Бедный казак наш через эту бесову ведьму обнищал было совсем; молитвой не отмолится, крестом не открестится – хоть удавись, хоть утопись. Но вот, бог не без милости, казак не без счастья: ведьма наша отправилась на свадьбу какой-то знаменитой ведьме и, как невенчанная девка, ходила в дружках; а как привела ещё байстра, то и бегала с приданками, с обеда на обед, из Киева на Карпаты, оттоле в Конотоп, там на Кавказ, да к свату в Сибирь, да к поселенным хохлам в Кардаиловку, за Урал-реку, да к старшему боярину в Бердичев, да этак пробегала, протаскалася год со днём; а у нашего мужичка, у казака, родился между тем сынок, Ивашко; да такой гарненький, что хоть сейчас его, пришив крылышки, на вербочку! Ведьма, воротившись домой да наведавшись через трубу к казаку – а уже известно, что ведьма дверей растворить не потрудится – как наведалася да узнала, что прогуляла, так со злости и зубами скреготала, и по-собачьи скавучала, и по-волчьи выла – да ба! Ничего не могла сделать. Известно, что дитя до семи лет есть младенец, как ангел святой, и уже никакая ведьма не властна над ним, ниже над татою и ненькою его, над отцом и матерью, ни даже над худобою их, над добром и животинкою. Ведьма решилась терпеть семь лет, а там уже во что бы ни стало отмстить за всё вдвое. Дьявольское отродье дьявольское и думает и гадает.

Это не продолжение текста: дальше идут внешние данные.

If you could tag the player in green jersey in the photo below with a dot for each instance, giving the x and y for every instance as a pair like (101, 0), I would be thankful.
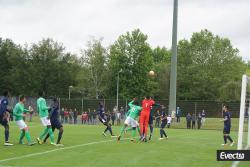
(132, 115)
(43, 111)
(19, 113)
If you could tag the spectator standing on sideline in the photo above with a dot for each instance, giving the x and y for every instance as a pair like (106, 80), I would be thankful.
(62, 115)
(122, 111)
(82, 117)
(108, 116)
(113, 118)
(89, 116)
(118, 118)
(203, 115)
(188, 119)
(115, 110)
(178, 115)
(199, 120)
(157, 118)
(31, 112)
(94, 116)
(66, 115)
(71, 115)
(193, 120)
(75, 116)
(169, 120)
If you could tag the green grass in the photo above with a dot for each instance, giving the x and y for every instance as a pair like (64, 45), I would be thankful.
(190, 148)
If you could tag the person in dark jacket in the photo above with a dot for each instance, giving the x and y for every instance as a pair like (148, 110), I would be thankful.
(193, 120)
(199, 120)
(188, 119)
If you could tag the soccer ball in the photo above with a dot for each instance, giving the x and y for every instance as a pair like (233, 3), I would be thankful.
(151, 73)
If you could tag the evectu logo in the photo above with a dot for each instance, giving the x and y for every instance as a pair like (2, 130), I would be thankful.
(233, 155)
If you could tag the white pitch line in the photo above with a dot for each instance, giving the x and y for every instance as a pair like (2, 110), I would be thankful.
(236, 163)
(54, 150)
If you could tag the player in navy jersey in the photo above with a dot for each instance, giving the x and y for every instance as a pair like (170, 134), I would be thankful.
(55, 122)
(163, 125)
(103, 120)
(227, 126)
(4, 116)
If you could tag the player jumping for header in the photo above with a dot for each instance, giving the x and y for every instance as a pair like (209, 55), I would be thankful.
(104, 121)
(55, 122)
(227, 126)
(44, 117)
(20, 112)
(132, 114)
(147, 104)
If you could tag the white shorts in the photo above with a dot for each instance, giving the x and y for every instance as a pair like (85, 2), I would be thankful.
(45, 121)
(131, 122)
(21, 124)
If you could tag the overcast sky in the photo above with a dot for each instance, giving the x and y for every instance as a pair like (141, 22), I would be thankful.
(74, 22)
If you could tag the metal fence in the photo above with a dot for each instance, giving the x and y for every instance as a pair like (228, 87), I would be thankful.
(211, 108)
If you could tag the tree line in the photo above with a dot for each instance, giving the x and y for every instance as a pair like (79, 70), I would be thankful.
(209, 68)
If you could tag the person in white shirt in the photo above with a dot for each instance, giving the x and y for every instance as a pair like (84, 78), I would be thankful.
(169, 120)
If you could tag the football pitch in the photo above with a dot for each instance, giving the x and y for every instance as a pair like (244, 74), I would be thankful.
(85, 146)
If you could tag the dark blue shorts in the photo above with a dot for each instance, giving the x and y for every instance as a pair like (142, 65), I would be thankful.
(3, 122)
(151, 119)
(226, 130)
(56, 123)
(102, 120)
(163, 124)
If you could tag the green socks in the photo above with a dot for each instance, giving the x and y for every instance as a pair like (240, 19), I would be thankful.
(51, 135)
(133, 133)
(122, 130)
(27, 136)
(22, 134)
(45, 131)
(138, 129)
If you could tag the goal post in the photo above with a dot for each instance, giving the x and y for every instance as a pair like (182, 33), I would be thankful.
(242, 111)
(244, 108)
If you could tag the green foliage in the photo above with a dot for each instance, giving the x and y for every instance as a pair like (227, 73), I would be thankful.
(94, 69)
(133, 55)
(209, 68)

Казак наш с хозяйкою своею забыли между тем про лиху беду минувшую: баба пряла, ткала, выткала не знать сколько плахт да запасок, красила сама вовну, шерсть, – а работяща была и она, – да выткала с десяток ковров узорчатых, цветистых, с петушками, да с квиточками, с цветками. А мужик пшеницу-арнаутку сеял, собирал да отправлял в Одессу, где заморские купцы, у которых либо денег до черта, либо натура прожорливая, платят 25 и 30 и 40 рублей за четверть; первый год чумаковал он сам, а там уже стал посылать батрака, а там отправлять целые обозы – и разжился с лёгкой руки; обзавёлся и курочкой, и уточкой, и гуской, и посудинкой в доме, и всякими овощами на огороде, а в саду водились и сливы, и груши, и яблоки, а в каморе стояла и вишнёвка, и терновка, и сливянка для добрых приятелей – а что за роскошь, за раздолье эта сливянка да вишнёвка: что твоё французское!
А видал ли кто из вас ещё, как это люди чумакуют? Завидная жизнь, раздолье, приволье, своя рука владыка; а простору-то, простору – господи боже мой! Только беда, как бисовы москали верстовых столбов по шляхам, по дорогам, наставят: того гляди заденешь и проехать негде; беда чумаку в этой тесноте!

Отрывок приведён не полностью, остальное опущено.